Organisational Structure

The Operations Department is structured in three groups: System Administration, User Support and Facility Management.

Systems Administration supervises the daily operations of two key resources: the MareNostrum Supercomputer and the Spanish Supercomputing Network (RES), bearing responsibility for system administration, security, resource management, networking and helpdesk. This group also takes care of running all the other IT equipment installed at BSC-CNS and related facilities.

User Support is responsible for direct user support providing detailed knowledge of programming models, libraries, performance tools and applications, and is also responsible for management of the BSC-CNS website, and the management and support of 3D visualisation equipment.

Facility Management is responsible for the safe and efficient working conditions of key BSC-CNS facilities, such as the MareNostrum supercomputer and ancillary power, data and environmental systems.

Key Projects

The Operations Department was involved in the following projects during 2014 :

  • RES (Red Española de Supercomputación): The Spanish Supercomputing Network offers coordinated HPC services to the Spanish scientific community. The Operations Department is responsible for the coordination of the network, including all support and administration services.
  • PRACE 2IP: In the PRACE Second Implementation Phase, the Operations Department is involved in WP2, WP5, WP6, WP7 and WP10, and coordinates the participation of BSC-CNS in the project.
  • PRACE 3IP: In the PRACE Third Implementation Phase, the Operations Department is involved in WP2, WP5, WP6 and WP7, and coordinates the participation of BSC-CNS in the project.
  • EESI2: The objective of this Support Action, co-funded by the European Commission, is to build a European vision and roadmap to address the challenges of the new generation of massively parallel systems composed of millions of heterogeneous cores which will provide multi-Petaflop performances in the next few years and Exaflop performances in 2020.
  • EUDAT: The EUDAT project aims to contribute to the production of a Collaborative Data Infrastructure (CDI).

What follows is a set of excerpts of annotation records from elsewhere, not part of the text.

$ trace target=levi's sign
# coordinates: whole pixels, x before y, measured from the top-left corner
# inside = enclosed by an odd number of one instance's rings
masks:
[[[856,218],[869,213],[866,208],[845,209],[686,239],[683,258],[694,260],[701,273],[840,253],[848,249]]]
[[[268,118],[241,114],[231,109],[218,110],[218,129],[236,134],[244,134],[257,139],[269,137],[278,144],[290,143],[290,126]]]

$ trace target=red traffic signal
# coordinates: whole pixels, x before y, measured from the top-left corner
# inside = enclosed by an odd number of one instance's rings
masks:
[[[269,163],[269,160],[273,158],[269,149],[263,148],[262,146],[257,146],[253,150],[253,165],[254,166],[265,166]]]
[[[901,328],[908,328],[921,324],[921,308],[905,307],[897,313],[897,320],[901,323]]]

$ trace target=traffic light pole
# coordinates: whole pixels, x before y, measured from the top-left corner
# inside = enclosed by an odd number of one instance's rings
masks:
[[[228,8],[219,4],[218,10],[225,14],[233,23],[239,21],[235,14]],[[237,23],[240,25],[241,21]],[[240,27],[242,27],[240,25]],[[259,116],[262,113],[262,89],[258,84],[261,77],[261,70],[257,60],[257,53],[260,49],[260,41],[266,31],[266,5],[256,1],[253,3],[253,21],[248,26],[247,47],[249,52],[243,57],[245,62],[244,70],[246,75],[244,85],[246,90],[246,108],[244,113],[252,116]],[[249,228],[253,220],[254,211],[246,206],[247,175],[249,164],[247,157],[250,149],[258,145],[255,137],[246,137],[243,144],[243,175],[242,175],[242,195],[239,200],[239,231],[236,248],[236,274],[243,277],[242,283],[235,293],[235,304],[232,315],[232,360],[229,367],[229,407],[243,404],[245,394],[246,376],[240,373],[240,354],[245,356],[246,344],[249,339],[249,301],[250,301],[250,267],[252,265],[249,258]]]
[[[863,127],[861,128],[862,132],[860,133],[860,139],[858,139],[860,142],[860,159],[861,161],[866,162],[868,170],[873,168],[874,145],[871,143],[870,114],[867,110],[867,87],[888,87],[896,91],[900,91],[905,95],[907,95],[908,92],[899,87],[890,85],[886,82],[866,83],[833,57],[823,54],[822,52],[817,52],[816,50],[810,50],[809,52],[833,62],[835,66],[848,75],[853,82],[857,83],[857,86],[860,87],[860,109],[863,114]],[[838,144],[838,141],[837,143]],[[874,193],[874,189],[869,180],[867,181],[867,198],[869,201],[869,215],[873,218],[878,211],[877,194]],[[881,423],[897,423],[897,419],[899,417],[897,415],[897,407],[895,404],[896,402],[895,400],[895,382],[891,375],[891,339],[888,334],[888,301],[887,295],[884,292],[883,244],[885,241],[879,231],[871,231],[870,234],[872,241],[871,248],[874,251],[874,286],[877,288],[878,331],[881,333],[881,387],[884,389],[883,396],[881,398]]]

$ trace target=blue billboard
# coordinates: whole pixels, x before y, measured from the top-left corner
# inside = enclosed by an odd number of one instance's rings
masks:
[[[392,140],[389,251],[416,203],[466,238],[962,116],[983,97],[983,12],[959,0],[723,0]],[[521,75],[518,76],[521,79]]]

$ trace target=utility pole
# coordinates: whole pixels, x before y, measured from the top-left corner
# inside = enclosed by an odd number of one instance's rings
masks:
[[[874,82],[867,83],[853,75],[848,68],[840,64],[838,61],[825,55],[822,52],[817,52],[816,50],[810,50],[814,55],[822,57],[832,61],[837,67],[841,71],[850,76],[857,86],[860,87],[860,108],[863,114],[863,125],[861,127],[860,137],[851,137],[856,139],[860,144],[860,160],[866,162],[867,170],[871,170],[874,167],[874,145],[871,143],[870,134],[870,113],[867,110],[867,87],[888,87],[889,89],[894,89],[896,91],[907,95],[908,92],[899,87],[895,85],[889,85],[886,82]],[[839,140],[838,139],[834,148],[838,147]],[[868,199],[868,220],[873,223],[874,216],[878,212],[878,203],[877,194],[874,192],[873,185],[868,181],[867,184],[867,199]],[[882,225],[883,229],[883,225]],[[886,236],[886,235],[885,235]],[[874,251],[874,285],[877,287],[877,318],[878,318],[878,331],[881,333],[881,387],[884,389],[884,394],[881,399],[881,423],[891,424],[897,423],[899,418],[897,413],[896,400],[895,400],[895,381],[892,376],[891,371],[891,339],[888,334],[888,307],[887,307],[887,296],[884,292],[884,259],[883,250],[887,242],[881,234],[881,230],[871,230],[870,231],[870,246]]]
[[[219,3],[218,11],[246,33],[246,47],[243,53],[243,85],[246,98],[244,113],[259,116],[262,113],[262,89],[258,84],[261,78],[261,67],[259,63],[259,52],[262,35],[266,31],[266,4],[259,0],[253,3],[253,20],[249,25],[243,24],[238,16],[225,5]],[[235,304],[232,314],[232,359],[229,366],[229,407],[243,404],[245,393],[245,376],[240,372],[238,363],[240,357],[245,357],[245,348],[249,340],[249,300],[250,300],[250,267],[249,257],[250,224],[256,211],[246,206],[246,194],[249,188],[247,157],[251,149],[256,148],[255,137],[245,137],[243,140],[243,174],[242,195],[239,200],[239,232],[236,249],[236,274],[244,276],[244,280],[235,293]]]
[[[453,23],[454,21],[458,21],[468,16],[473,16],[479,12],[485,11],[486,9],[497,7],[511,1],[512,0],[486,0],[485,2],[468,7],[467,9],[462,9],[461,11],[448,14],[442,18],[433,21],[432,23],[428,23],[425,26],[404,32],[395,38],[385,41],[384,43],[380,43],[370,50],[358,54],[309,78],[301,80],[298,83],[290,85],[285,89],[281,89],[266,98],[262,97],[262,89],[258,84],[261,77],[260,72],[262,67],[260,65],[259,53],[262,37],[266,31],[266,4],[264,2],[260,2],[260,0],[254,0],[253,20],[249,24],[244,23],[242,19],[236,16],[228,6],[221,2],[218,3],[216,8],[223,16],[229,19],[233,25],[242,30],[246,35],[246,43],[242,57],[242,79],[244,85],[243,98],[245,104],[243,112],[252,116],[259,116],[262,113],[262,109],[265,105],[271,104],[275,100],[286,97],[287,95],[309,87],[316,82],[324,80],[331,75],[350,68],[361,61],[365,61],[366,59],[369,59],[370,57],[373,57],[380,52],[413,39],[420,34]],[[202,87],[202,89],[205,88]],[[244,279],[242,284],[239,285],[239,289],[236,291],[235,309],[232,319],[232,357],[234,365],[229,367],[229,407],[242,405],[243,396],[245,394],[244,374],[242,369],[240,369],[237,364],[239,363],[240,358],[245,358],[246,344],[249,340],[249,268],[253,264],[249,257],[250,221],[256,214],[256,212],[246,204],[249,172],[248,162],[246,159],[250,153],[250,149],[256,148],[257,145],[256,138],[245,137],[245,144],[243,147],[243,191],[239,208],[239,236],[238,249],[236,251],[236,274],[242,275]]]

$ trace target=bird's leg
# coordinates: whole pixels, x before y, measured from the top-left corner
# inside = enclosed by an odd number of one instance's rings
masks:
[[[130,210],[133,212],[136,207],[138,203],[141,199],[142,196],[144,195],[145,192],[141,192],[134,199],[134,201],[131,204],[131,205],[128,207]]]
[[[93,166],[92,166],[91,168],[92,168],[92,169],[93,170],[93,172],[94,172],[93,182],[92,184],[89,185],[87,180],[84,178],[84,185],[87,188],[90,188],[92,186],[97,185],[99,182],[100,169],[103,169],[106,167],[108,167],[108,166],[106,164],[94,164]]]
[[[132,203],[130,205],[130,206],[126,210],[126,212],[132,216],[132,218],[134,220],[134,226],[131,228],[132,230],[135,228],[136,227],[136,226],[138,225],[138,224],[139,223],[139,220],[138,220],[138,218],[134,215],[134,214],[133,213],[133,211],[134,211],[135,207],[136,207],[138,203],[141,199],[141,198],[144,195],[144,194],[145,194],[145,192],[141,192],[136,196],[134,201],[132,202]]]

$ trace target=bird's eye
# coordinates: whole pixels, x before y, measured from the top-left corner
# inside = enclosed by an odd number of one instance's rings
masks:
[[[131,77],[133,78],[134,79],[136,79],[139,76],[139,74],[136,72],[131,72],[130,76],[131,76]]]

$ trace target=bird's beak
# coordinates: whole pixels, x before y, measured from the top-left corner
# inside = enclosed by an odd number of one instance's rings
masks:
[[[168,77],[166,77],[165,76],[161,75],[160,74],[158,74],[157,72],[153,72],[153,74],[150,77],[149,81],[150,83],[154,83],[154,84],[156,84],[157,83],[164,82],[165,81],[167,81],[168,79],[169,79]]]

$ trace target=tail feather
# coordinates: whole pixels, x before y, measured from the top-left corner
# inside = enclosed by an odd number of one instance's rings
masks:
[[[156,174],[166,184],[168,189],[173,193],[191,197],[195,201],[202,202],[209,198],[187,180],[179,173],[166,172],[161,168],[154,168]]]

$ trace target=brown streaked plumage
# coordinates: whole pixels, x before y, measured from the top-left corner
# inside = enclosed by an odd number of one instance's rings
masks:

The project's target is to provide a pan-European solution to the challenge of data proliferation in Europe's scientific and research communities.
  • RDA-EUROPE: The RDA-EUROPE is a project focuses on coordinating a series of cross-infrastructure experiments on global interoperability with a selected group of projects and communities. One of its main functions is support of the RDA initiative.

System Administration

The System Administration Group is responsible for general operation, upgrades and maintenance of the MareNostrum and other BSC-CNS systems, as well as providing technical support to the operators of the other RES nodes. The Group also undertakes numerous special projects for continuous improvement of BSC-CNS systems and services and provides technical support to key research projects.

Gateway hardware updated

During October 2014 the platform to access BSC-CNS resources from internal and external networks was upgraded to enhance security. The technology used is SSL VPN which first performs a user authentication followed by host checking to determine the level of reliability of the client machine. Depending on this level one of two roles will be offered to the user:

1) BSC-CNS Basic external access where only web access is permitted.

2) BSC-CNS VPN external access: In addition to the web services this role allows the establishment of a VPN connection to internal BSC-CNS resources.

Performance monitoring improvements

A BigData infrastructure was deployed to receive and store all MareNostrum3 jobs information.

This SaaS receives a continuous stream of information as jobs are being executed in the supercomputer and provides dynamic accounting and several graphical tools to help the Operations team analyse usage distribution providing a wider understanding of the overall system behaviour.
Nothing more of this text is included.